Still doesn't work. Suppose it's inside, goes out the polygon, hits a corner, and continues on. You'll end up with an even count, even though it's not outside. What you need to do is subdivide the polygon into a set of polygons, each of which is convex. Ray cast once for each polygon, to a point known to be outside the boundaries of the polygon group. If any of them return that you are inside the polygon group, then you're inside the original polygon.

[Turin]

Still doesn't work. Suppose it's inside, goes out the polygon, hits a corner, and continues on. You'll end up with an even count, even though it's not outside.

Sure, but that's why I'm testing each polygon twice. See below...

What you need to do is subdivide the polygon into a set of polygons, each of which is convex. Ray cast once for each polygon, to a point known to be outside the boundaries of the polygon group. If any of them return that you are inside the polygon group, then you're inside the original polygon.

This is a correct solution, but it's also significantly more complex from a processing standpoint, because I have to subdivide polygons with arbitrary numbers of sides and verify that all the sub-polygons thus created are convex.
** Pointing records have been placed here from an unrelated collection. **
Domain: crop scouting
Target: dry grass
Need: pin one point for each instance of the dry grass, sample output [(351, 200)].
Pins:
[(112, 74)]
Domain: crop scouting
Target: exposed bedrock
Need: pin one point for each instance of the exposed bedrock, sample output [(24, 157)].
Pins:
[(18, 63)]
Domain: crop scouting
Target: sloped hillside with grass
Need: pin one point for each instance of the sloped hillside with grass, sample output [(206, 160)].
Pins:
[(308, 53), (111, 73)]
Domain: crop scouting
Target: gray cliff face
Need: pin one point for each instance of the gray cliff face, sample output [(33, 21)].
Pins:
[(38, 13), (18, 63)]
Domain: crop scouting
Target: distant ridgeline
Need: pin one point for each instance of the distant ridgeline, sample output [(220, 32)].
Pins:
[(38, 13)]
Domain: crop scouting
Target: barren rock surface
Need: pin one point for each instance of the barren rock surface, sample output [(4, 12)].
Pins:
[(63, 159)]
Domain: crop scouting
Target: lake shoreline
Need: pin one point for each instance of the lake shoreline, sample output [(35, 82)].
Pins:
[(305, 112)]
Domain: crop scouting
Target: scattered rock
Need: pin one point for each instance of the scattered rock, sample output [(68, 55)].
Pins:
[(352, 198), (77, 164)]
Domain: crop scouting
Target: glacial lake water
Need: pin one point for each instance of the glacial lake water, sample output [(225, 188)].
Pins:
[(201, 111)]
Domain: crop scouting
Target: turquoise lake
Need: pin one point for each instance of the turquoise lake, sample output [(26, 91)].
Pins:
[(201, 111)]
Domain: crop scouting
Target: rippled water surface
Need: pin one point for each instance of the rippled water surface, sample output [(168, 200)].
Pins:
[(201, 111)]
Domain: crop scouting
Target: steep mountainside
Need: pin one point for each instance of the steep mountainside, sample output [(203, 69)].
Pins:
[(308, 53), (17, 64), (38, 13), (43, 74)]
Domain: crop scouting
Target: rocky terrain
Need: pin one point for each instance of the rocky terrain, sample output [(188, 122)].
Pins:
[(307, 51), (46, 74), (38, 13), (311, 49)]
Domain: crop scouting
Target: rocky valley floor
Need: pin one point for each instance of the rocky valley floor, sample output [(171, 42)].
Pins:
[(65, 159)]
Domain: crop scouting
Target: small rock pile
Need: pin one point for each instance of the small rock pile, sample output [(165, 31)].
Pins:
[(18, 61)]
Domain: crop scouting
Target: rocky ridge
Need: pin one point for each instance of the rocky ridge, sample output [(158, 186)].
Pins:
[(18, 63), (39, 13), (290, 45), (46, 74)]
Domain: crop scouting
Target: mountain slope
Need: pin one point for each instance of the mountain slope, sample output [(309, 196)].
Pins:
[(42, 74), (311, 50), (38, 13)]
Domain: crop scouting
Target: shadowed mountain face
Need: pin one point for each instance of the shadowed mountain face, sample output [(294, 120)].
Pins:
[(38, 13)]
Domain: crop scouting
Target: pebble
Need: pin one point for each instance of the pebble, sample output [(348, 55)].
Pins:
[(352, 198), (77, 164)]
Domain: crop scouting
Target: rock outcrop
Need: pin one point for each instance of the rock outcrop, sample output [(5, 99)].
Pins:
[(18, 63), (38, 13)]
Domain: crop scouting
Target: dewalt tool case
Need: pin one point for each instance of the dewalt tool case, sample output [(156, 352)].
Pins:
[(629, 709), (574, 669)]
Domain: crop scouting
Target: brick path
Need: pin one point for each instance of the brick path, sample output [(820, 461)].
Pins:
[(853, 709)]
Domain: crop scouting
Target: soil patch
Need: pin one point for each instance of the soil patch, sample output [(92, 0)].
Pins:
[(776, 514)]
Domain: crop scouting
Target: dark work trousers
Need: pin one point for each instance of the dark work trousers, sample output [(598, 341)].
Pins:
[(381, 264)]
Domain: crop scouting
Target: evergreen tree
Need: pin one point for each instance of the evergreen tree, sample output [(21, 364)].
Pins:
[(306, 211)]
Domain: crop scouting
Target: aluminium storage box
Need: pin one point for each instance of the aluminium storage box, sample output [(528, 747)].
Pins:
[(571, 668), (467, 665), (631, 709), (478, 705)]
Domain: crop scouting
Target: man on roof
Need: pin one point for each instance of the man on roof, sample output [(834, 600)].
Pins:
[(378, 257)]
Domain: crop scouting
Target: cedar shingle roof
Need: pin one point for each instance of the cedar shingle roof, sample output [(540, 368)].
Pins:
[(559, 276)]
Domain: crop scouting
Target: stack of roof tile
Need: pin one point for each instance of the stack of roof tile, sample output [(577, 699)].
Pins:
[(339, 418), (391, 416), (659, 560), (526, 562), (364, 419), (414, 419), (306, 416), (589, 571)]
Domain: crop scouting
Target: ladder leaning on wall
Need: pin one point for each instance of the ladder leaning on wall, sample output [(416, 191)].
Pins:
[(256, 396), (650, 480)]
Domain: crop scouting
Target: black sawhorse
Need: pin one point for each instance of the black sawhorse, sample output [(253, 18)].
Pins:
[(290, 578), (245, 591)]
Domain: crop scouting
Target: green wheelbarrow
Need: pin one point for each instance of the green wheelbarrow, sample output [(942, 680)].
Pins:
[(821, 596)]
By testing each polygon twice with a narrow angle between the rays, there is a very low likelihood that I'll run into a situation where I would exactly hit a vertex in both tests. While it's not an 100% reliable solution, it'll be "good enough" for this purpose. If I'm finding I'm getting unexpected null values, I can always add a third test ray to reduce that likelihood further. But I appreciate your attention to detail!

[Turin]

Ghetto edit / addition:

Keep in mind that the polygons I'm dealing with are derived from the boundaries of real-world spaces displayed as 2D plans, so there's a limit to the level of complexity I expect to find in the polygons. This is why the "good enough" solution is workable for this application.

[Kuroneko]

Convexity is irrelevant, as in terms of intersection count, any situation with concave polygons is realizable with convex ones--in both cases, hitting a corner and continuing onwards does not change parity, being an intersection of two edges (for simple polygons), and yet may involve switching the context from outside to inside or vice versa. Even for a triangle, having a ray from outside intersect with a corner and remain outside gives even parity (outside, correct), but having it go inside through a corner and subsequently leave through a single edge gives odd parity (inside, not correct). The moral is simply that there's nothing particular special about convex polygons--the fun starts when the polygons are complex rather than simple.